Have you ever felt like you didn't have the right to be hurt or upset about what happened to you? That other people have had it worse, so you can't possibly complain about your situation?
If so, you're not alone. Many survivors feel that they aren't justified in their feelings of rage, loss, or betrayal because your story could have been worse.
From birth, we learn that everything has a rating. It's a "good try," or "not good enough," or "perfect." We have our best friends, our enemies, and everything in between.
It's human nature to try to make sense of things we encounter in our lives, and one way we make sense of our world is by putting things into ranked categories.
But that doesn't work with pain, and here's why.
Pain cannot be compared. It's not an objective measurement. Two people can experience the same pain, and to one it's excruciating, and the other it's a passing irritation.
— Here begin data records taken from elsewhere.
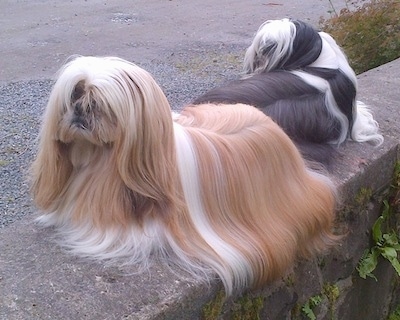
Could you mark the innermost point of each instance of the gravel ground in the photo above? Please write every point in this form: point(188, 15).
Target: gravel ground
point(188, 74)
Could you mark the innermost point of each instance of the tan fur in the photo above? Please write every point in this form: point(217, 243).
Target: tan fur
point(107, 175)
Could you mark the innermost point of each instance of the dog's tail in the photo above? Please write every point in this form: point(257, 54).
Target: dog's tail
point(365, 128)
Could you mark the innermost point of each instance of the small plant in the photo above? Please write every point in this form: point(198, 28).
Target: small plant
point(310, 305)
point(385, 245)
point(369, 35)
point(213, 309)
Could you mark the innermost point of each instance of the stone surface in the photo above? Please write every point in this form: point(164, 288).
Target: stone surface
point(39, 280)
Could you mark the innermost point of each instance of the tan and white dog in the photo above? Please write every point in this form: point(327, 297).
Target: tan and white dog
point(218, 189)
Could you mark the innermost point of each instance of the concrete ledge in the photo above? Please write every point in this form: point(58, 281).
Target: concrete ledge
point(40, 281)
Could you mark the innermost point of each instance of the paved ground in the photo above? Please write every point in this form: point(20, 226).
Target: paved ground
point(188, 46)
point(37, 36)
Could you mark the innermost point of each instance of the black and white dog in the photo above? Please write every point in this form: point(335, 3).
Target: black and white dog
point(301, 78)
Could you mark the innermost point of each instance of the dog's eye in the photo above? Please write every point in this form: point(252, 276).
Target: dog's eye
point(78, 91)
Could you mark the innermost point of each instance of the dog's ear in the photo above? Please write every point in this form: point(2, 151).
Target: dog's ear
point(51, 167)
point(145, 150)
point(78, 91)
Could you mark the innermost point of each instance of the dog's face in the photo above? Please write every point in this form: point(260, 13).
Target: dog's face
point(88, 116)
point(104, 114)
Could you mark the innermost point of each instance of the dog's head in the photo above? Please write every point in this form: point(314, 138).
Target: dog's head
point(282, 44)
point(104, 112)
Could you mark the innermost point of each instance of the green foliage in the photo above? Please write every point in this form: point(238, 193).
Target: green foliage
point(331, 292)
point(248, 308)
point(369, 35)
point(395, 315)
point(309, 306)
point(385, 245)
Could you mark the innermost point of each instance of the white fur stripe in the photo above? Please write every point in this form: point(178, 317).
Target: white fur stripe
point(365, 128)
point(323, 86)
point(327, 58)
point(234, 269)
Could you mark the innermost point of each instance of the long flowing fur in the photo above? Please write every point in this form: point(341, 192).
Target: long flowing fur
point(219, 189)
point(302, 80)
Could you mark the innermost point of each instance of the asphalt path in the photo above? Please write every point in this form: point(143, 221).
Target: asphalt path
point(37, 36)
point(188, 45)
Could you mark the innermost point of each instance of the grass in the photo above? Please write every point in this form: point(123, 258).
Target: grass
point(369, 34)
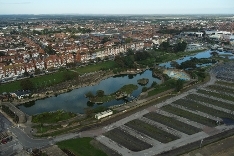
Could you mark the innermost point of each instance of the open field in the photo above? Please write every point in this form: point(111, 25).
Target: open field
point(190, 116)
point(205, 109)
point(211, 101)
point(96, 67)
point(220, 95)
point(80, 147)
point(151, 131)
point(41, 81)
point(52, 117)
point(130, 142)
point(173, 123)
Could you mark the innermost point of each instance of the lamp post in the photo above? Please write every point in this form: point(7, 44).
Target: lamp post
point(201, 143)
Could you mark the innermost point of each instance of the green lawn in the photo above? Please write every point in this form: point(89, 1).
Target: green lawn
point(40, 81)
point(81, 147)
point(96, 67)
point(9, 87)
point(52, 117)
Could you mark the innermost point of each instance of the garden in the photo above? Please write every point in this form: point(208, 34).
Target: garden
point(151, 131)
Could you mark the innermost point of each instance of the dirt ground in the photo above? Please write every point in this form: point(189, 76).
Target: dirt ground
point(224, 147)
Pain doesn't only "count" at a certain level of severity. Even if you could measure pain objectively, at which point can you declare it sufficiently valid? Who has the right to say for another person if it hurts enough?
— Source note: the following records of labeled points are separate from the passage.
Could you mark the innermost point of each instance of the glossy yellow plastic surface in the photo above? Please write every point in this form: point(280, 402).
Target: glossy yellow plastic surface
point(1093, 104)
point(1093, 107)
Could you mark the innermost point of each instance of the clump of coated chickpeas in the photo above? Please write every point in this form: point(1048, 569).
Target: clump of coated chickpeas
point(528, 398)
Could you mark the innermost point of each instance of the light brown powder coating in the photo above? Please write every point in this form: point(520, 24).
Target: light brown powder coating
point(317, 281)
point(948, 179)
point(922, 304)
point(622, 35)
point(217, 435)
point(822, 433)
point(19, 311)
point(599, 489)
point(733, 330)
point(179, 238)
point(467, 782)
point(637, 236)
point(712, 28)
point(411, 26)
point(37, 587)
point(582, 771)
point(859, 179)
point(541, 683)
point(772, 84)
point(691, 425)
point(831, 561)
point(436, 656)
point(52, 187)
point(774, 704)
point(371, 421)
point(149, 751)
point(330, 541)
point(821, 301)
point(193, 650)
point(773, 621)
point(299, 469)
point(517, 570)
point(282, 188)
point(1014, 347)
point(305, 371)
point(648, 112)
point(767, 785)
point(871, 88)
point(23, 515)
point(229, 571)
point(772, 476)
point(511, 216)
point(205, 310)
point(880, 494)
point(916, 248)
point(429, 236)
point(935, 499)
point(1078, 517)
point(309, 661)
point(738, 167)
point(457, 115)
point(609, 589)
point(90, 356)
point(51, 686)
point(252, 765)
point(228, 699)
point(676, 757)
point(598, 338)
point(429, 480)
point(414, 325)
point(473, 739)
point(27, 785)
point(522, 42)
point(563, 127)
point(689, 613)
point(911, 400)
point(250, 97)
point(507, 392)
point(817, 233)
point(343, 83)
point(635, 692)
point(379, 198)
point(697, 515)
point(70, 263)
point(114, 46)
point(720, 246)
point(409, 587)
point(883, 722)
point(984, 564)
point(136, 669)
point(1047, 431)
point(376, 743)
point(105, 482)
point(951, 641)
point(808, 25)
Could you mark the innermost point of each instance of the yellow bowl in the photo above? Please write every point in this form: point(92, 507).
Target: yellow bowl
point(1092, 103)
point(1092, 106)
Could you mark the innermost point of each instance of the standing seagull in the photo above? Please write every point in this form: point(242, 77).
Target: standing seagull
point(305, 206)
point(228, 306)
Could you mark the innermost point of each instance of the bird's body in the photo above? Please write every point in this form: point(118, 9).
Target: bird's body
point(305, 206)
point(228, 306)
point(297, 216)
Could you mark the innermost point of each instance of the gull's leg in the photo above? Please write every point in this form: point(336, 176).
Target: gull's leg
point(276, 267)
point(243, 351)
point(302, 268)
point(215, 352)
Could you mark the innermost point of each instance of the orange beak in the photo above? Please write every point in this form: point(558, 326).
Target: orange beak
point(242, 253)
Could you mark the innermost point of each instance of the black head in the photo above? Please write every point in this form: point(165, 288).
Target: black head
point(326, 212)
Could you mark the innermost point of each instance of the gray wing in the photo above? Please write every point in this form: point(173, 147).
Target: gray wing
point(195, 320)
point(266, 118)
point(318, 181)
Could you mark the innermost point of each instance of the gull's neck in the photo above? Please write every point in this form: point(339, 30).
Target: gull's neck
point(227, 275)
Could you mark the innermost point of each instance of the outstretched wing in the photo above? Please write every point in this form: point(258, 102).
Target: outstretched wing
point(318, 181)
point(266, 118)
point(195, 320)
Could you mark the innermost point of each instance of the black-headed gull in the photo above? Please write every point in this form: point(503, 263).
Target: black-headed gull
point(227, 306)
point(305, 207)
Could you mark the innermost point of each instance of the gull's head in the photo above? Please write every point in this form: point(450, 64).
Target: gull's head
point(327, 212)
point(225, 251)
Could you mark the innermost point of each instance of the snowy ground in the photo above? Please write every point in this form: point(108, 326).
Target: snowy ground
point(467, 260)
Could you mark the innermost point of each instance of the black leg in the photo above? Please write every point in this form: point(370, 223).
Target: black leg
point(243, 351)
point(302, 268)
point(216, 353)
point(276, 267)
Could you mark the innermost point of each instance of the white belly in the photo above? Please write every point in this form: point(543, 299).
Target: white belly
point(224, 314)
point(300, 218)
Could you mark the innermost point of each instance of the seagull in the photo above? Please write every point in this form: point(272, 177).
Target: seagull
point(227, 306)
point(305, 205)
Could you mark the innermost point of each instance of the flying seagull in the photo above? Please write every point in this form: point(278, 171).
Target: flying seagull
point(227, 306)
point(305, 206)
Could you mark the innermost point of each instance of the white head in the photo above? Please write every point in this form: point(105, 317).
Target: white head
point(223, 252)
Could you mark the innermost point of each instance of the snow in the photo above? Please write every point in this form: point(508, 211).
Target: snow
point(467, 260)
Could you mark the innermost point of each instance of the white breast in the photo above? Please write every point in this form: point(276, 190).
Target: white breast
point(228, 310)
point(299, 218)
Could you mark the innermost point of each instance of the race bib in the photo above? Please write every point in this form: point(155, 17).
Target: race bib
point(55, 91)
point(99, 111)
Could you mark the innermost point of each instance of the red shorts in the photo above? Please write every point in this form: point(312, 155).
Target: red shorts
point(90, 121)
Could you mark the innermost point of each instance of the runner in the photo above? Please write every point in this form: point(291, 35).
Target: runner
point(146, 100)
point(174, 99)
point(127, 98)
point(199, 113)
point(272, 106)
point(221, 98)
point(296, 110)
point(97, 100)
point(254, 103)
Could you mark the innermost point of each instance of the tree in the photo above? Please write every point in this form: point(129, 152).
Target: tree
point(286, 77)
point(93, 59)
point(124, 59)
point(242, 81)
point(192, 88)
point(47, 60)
Fact is, pain is pain. Your hurt is just as valid as someone else's, and it matters just as much.
Accepting the validity of your own pain...and that you have as much right to be hurt as someone else does...is a path to healing from it.
It's easier said than done. Hearing the truth doesn't just take it away. But what does help you is to start living it.
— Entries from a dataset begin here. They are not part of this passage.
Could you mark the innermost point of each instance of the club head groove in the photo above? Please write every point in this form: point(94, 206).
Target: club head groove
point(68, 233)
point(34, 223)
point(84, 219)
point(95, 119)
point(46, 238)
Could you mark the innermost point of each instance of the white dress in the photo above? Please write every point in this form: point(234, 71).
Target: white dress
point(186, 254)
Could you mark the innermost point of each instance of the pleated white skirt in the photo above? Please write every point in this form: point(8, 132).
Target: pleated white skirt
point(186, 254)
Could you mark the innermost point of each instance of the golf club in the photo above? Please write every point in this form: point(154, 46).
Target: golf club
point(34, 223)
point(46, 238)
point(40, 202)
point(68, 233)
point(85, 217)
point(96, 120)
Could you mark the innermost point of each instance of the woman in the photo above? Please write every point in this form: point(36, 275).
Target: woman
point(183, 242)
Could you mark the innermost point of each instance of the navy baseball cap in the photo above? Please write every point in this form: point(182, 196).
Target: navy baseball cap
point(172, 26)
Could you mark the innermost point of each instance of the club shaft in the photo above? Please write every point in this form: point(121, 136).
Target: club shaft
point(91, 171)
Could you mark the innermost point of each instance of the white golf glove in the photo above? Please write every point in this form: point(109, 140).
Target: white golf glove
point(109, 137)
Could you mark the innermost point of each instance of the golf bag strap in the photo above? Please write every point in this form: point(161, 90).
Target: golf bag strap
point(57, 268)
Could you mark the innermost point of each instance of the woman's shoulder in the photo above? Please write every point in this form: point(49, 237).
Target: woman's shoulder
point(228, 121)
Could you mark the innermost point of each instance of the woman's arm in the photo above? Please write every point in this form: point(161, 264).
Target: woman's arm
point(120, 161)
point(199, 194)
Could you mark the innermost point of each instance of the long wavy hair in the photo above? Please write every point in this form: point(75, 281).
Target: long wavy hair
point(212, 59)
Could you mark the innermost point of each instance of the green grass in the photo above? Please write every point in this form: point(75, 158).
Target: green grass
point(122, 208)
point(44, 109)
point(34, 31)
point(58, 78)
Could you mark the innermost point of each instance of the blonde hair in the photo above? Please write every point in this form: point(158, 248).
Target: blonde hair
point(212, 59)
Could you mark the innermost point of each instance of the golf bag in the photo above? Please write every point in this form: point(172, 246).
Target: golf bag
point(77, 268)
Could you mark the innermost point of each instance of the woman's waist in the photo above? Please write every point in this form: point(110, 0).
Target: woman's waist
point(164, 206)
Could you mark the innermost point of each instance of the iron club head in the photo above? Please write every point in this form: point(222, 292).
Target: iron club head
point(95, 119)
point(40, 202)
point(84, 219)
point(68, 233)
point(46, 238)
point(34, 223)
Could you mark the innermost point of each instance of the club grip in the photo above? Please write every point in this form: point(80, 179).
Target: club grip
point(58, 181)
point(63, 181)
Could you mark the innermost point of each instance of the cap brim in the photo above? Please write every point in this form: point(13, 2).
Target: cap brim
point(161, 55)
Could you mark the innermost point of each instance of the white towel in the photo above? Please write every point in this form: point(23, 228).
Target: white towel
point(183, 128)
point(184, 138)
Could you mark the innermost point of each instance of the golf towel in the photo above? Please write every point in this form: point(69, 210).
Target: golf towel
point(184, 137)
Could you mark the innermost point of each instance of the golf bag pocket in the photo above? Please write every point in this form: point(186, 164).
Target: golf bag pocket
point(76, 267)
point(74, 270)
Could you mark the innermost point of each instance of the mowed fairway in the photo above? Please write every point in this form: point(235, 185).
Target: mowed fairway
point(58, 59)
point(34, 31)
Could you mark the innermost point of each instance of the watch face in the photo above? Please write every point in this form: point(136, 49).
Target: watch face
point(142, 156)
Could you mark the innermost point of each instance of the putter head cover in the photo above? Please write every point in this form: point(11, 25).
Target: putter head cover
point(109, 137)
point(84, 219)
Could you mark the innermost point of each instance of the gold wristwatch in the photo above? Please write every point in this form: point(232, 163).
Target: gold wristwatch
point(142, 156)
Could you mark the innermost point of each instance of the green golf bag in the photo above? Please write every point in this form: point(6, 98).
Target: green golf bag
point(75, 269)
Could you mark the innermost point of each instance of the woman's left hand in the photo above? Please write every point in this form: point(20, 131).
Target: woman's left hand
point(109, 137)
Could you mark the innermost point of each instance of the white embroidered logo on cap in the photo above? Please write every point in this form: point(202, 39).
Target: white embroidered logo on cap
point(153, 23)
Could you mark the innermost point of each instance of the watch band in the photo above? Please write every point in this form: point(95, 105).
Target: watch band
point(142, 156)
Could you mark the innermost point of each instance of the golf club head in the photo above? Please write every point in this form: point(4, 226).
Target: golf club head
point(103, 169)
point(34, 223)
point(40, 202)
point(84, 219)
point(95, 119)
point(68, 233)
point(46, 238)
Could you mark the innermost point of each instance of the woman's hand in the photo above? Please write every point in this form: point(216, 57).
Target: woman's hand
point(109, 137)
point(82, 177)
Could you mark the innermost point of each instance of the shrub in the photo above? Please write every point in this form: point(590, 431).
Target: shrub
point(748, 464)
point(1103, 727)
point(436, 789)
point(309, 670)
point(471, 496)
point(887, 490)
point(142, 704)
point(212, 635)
How To Ditch The Pain Scale
Evaluate your pain on its' own terms, not compared to someone else's.
Accept that you have a right to feel what you feel based on what happened to you.
When you feel the urge to rate your pain, ask yourself why it's important that your pain be lesser than someone else's.
Have you ever written off your hurt by saying "someone else had it worse?" Was that helpful to you or not?
I always do that. It somehow enables me to stuff the hurt back into denial.